SELLAS presents promising preclinical results for SLS009, showing up to 97% reduction in TP53-mutated leukemia cells, marking a significant advancement in AML treatment strategies.
Introduction to SLS009 and SELLAS
SELLAS Life Sciences Group, a late-stage clinical biopharmaceutical company, has presented groundbreaking preclinical data on SLS009 (tambiciclib) at the American Association for Cancer Research (AACR) conference held from April 25-30, 2025, in Chicago, Illinois. The data highlights the efficacy of SLS009 in treating TP53-mutated acute myeloid leukemia (AML), a subtype historically known for poor patient outcomes [1].

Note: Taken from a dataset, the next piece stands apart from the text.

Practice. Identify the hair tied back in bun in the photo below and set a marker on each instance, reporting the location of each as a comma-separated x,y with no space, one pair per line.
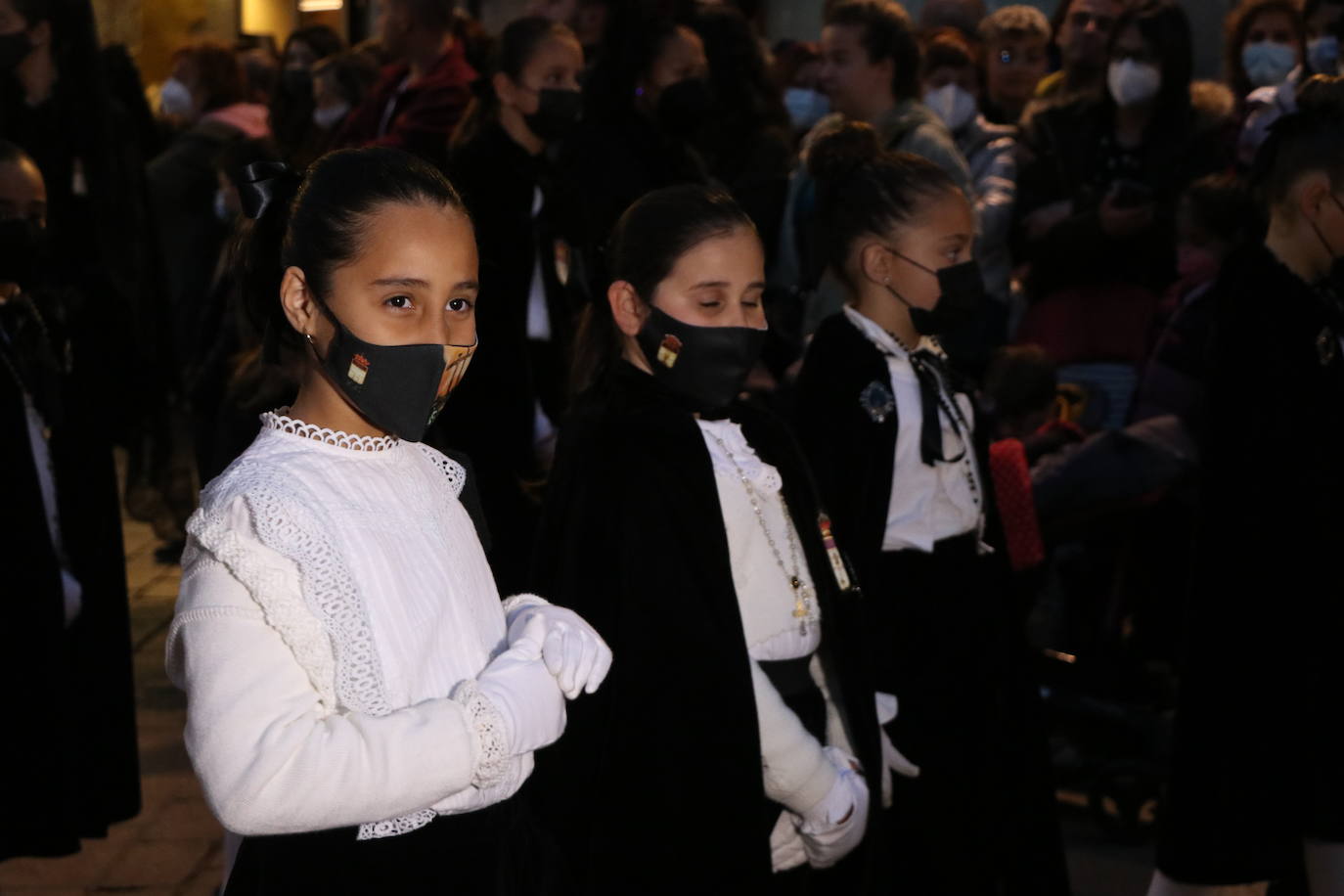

Efficacy of SLS009 in Preclinical Studies
In the presented studies, SLS009, a selective CDK9 inhibitor, showed remarkable ability to induce apoptosis in TP53-mutated AML cells. Notably, when used in combination with the azacitidine-venetoclax regimen, it led to a reduction of leukemia cell populations by up to 97%, and by up to 80% when used as a monotherapy [1]. These results signify a potential shift in therapeutic approaches for AML patients with this mutation.
Potential Impact on AML Treatment
The findings were described by SELLAS’s CEO, Angelos Stergiou, MD, as a crucial advancement in addressing one of the most challenging subsets of AML. Historically, AML patients with the TP53 mutation have had poor responses to intensive chemotherapy or bone marrow transplants. The introduction of SLS009 could change this paradigm by improving survival rates and reducing resistance to existing treatments [1][2].
Future Studies and Clinical Implications
The promising results have paved the way for Phase 2 investigations where SLS009 will be evaluated for safety and efficacy in combination with other treatments. Preliminary data from these ongoing studies already show enhanced survival times for relapsed/refractory AML patients. These efforts align with broader industry goals to provide better outcomes for high-risk cancer patient populations through targeted therapies [1][2].